Minnesota produced $3.3 billion of nonfuel minerals in 2016, ranking fifth in value among states, according to government data.

Minnesota mines produced 4.4 percent of the nation's nonfuel minerals, with iron ore, sand, gravel and crushed stone topping the list of minerals mined from the Land of 10,000 Lakes, according to a recent report issued by the U.S. Geological Survey's National Minerals Information Center.

Minnesota's production was exceeded by Nevada, Arizona, Texas and California.

Minnesota's Iron Range in the northeast pocket of the state boasts the largest and richest iron ore depository nationwide. It is home to more than seven mining and ore pelletizing processing operations, including United Taconite, Hibbing Taconite, Northshore Mining, Keetac and MinnTac.

Mining experts noted that Minnesota's mining power is likely to edge higher on the government agency's list this year. That's because several iron processing plants that sat idle last year have recently gone (or plan to go) back into full production.

Last summer, United Taconite not only reopened its idled iron-ore operations in Forbes/Eveleth but also broke ground for a new $65 million pelletizing plant that will sit next door to the older structure.

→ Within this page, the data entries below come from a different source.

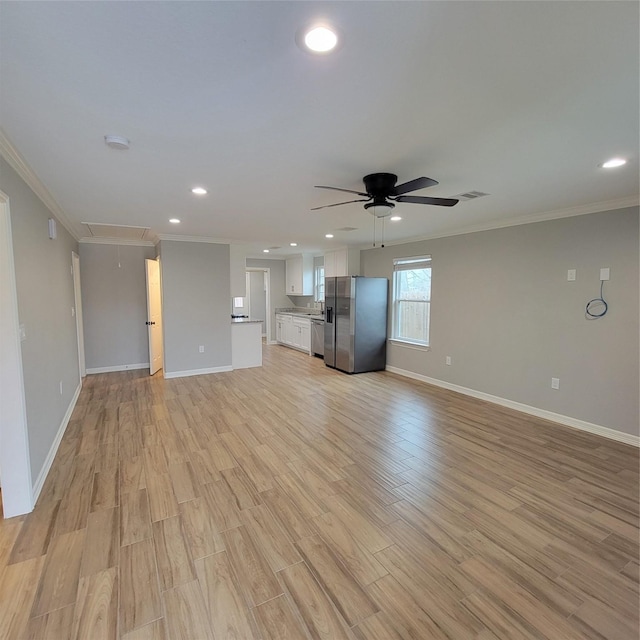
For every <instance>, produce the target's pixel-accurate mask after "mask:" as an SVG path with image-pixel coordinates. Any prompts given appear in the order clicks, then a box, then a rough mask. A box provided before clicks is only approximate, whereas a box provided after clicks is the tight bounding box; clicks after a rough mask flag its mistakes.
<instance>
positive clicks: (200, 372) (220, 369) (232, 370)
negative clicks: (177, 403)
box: [164, 365, 233, 378]
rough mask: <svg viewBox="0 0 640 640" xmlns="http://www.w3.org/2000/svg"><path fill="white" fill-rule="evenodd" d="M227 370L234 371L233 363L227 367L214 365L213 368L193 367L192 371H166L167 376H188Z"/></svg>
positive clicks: (186, 376)
mask: <svg viewBox="0 0 640 640" xmlns="http://www.w3.org/2000/svg"><path fill="white" fill-rule="evenodd" d="M225 371H233V367H232V366H231V365H229V366H225V367H212V368H211V369H191V370H190V371H169V372H167V371H165V372H164V377H165V378H186V377H188V376H203V375H206V374H208V373H223V372H225Z"/></svg>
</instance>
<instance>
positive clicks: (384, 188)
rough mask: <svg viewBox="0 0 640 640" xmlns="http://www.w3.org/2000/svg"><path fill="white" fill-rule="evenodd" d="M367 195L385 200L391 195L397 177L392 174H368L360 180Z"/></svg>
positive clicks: (393, 174)
mask: <svg viewBox="0 0 640 640" xmlns="http://www.w3.org/2000/svg"><path fill="white" fill-rule="evenodd" d="M362 181H363V182H364V186H365V187H366V190H367V193H368V194H369V195H370V196H373V197H374V198H386V197H388V196H390V195H393V190H394V187H395V186H396V182H397V181H398V176H397V175H395V174H393V173H370V174H369V175H368V176H365V177H364V178H362Z"/></svg>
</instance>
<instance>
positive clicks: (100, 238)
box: [78, 238, 156, 247]
mask: <svg viewBox="0 0 640 640" xmlns="http://www.w3.org/2000/svg"><path fill="white" fill-rule="evenodd" d="M78 243H79V244H117V245H121V246H128V247H155V246H156V243H155V242H152V241H151V240H127V239H126V238H80V240H78Z"/></svg>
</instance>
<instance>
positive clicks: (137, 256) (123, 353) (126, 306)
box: [80, 243, 156, 369]
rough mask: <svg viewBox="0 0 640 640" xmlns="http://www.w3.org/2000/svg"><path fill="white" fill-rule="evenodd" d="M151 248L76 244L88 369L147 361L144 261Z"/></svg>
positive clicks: (86, 243) (145, 302) (123, 246)
mask: <svg viewBox="0 0 640 640" xmlns="http://www.w3.org/2000/svg"><path fill="white" fill-rule="evenodd" d="M155 255H156V250H155V247H136V246H130V245H107V244H88V243H80V272H81V277H82V307H83V311H84V315H83V320H84V344H85V361H86V366H87V369H99V368H102V367H114V368H115V367H125V366H127V365H138V364H144V363H148V362H149V341H148V334H147V327H146V325H145V322H146V320H147V286H146V277H145V266H144V261H145V259H146V258H155Z"/></svg>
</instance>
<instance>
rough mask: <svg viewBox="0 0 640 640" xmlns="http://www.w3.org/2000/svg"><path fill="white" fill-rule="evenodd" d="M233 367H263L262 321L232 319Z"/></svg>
mask: <svg viewBox="0 0 640 640" xmlns="http://www.w3.org/2000/svg"><path fill="white" fill-rule="evenodd" d="M231 366H232V367H233V368H234V369H247V368H249V367H261V366H262V320H254V319H253V318H232V319H231Z"/></svg>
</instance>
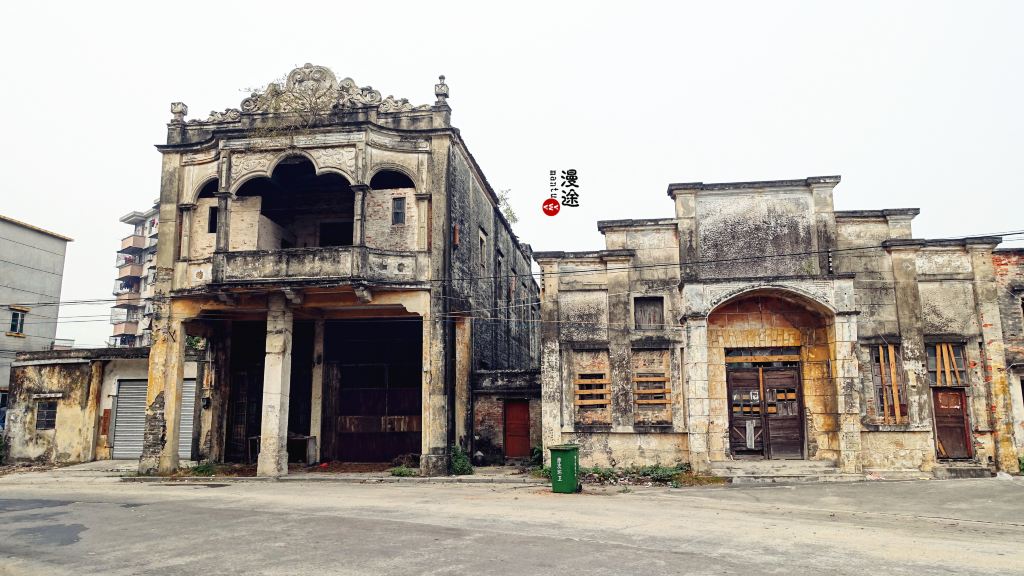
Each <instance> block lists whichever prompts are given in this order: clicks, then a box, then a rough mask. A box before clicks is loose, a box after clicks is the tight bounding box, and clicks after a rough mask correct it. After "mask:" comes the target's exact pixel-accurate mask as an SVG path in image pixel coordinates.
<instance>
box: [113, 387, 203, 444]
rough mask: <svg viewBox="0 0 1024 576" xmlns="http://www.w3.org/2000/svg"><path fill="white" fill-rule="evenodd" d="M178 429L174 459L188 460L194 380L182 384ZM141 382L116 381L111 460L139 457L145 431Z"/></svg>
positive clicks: (143, 392)
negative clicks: (112, 458)
mask: <svg viewBox="0 0 1024 576" xmlns="http://www.w3.org/2000/svg"><path fill="white" fill-rule="evenodd" d="M182 384H183V385H182V389H181V426H180V428H179V429H180V436H179V437H178V457H179V458H181V459H183V460H187V459H190V457H191V435H193V410H194V409H195V406H196V380H195V379H187V380H184V382H182ZM145 388H146V381H145V380H121V381H119V382H118V403H117V407H116V408H115V413H114V453H113V456H114V458H115V459H134V458H138V457H139V456H141V455H142V430H143V429H144V428H145Z"/></svg>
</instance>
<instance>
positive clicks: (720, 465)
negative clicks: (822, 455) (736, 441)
mask: <svg viewBox="0 0 1024 576" xmlns="http://www.w3.org/2000/svg"><path fill="white" fill-rule="evenodd" d="M711 471H712V474H714V475H716V476H723V477H730V478H731V477H769V476H783V477H798V476H822V475H831V474H837V472H838V468H837V467H836V464H835V463H834V462H830V461H827V460H731V461H728V462H712V465H711Z"/></svg>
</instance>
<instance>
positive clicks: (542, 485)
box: [120, 475, 548, 486]
mask: <svg viewBox="0 0 1024 576" xmlns="http://www.w3.org/2000/svg"><path fill="white" fill-rule="evenodd" d="M120 481H121V482H138V483H151V484H210V483H223V482H228V483H238V484H241V483H246V482H296V483H299V482H327V483H331V482H333V483H338V484H401V483H404V484H512V485H519V486H548V483H546V482H538V481H536V480H534V479H529V478H523V479H515V478H479V477H477V478H473V477H465V478H463V477H444V476H441V477H421V478H417V477H373V478H344V477H341V478H339V477H330V476H304V475H303V476H283V477H279V478H272V477H218V476H202V477H184V478H167V477H159V476H152V477H150V476H138V477H121V478H120Z"/></svg>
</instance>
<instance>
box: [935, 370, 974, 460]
mask: <svg viewBox="0 0 1024 576" xmlns="http://www.w3.org/2000/svg"><path fill="white" fill-rule="evenodd" d="M932 394H933V400H934V406H935V445H936V446H935V447H936V450H937V452H938V454H939V457H940V458H970V457H971V434H970V427H969V426H968V419H967V395H966V394H965V393H964V389H963V388H953V387H936V388H932Z"/></svg>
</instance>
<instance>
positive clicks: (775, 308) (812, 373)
mask: <svg viewBox="0 0 1024 576" xmlns="http://www.w3.org/2000/svg"><path fill="white" fill-rule="evenodd" d="M707 322H708V338H707V341H708V352H707V353H708V389H709V398H710V400H711V402H710V405H711V407H712V413H711V414H710V416H711V420H712V422H716V423H717V425H714V426H713V427H714V428H715V429H714V433H717V435H716V436H717V439H718V445H719V447H720V448H719V450H718V451H717V453H716V451H715V450H714V449H713V450H712V454H711V456H712V460H719V459H721V460H724V459H728V458H731V457H733V456H735V455H750V454H748V453H746V450H744V448H743V447H741V446H740V447H738V448H737V436H738V437H742V435H743V430H742V429H734V428H735V427H736V426H735V425H734V424H735V423H736V421H738V419H737V418H734V413H735V412H736V405H737V399H738V400H741V399H742V394H741V393H740V395H739V397H737V396H736V392H735V389H730V384H729V381H730V379H732V378H735V381H737V382H738V381H739V376H741V375H742V374H740V372H743V373H745V375H746V376H748V377H751V378H753V380H754V381H755V382H757V381H761V382H762V384H761V386H762V392H761V393H760V394H761V396H762V400H763V401H764V405H763V406H761V407H760V408H757V410H759V411H760V410H763V413H762V412H758V413H759V414H763V416H764V420H763V421H762V424H763V425H762V426H761V427H759V428H758V429H759V430H760V433H759V434H763V435H764V436H765V437H766V438H767V437H768V430H769V429H770V428H771V422H770V421H769V417H770V416H771V414H781V413H783V412H782V410H781V408H778V407H776V406H770V405H769V404H768V403H767V400H765V399H764V398H763V397H765V395H766V392H765V389H766V388H765V385H766V384H765V382H766V376H765V373H766V371H768V370H779V371H780V372H782V371H785V370H790V371H791V372H790V374H791V375H796V376H797V377H798V378H799V379H798V380H795V383H794V385H795V386H797V389H798V390H799V411H800V415H799V416H800V419H799V428H794V429H799V430H800V434H801V435H802V438H801V440H800V442H801V443H802V446H800V449H799V456H798V457H803V458H804V459H811V460H827V461H833V462H838V461H839V460H840V457H841V454H840V450H839V445H840V440H841V439H840V438H839V428H840V409H839V398H838V393H839V388H838V387H837V384H836V381H837V379H836V372H835V366H834V365H835V361H836V348H837V346H836V326H835V325H836V311H835V308H834V307H833V306H831V305H829V304H827V303H825V302H822V301H821V300H820V299H818V298H815V297H814V296H812V295H811V294H808V293H807V292H806V291H804V290H797V289H794V288H792V287H779V286H749V287H743V288H741V289H737V290H732V291H730V292H729V293H728V294H725V295H723V297H721V298H717V299H716V303H715V305H714V306H713V307H712V308H711V312H710V313H709V314H708V317H707ZM751 357H753V358H754V359H760V360H741V359H750V358H751ZM782 358H785V359H786V360H781V359H782ZM780 372H779V373H780ZM779 406H781V404H779ZM772 408H776V409H777V410H778V411H777V412H772ZM743 423H745V421H744V422H743ZM790 424H792V425H794V426H796V425H797V424H796V423H794V421H790ZM790 424H786V425H790ZM781 426H782V424H781V423H780V424H779V428H778V429H781ZM769 442H770V440H769ZM739 444H741V441H740V442H739ZM762 445H764V442H763V441H762ZM779 445H781V441H780V442H779ZM759 446H760V445H759ZM765 446H767V445H765ZM748 450H749V447H748ZM754 450H757V449H754ZM765 454H766V455H769V454H768V452H767V451H766V452H765ZM784 457H793V456H784Z"/></svg>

Six weeks ago, U.S. Steel said it will reopen its shuttered Keetac plant in March thanks to the receipt of a new supply contract. Keetac shut in May 2015 during an industry wide slowdown that was hobbled by historically low iron-ore prices and by the illegal dumping of underpriced steel into the United States.

There is still uncertainty in the Iron Range, though.

For example, a U.S. bankruptcy judge earlier this month permitted the sale of the bankrupt Grand Rapids-based Magnetation to ERP Iron Ore in Virginia. ERP owner Tom Clarke said he hopes to get at least some of Magnetation's idled ore-processing plants operating again this year. The Grand Rapids plant is likely to be the first one reopened. It is unclear what the fate holds for the Bovey, Coleraine and Keewatin operations.

The former Essar Steel Minnesota, now Mesabi Metallic, remains in bankruptcy and has an estimated $1 billion of debt. The company has been building a taconite plant in Nashwauk, Minn., on and off for a decade. Currently, it is only 50 percent built.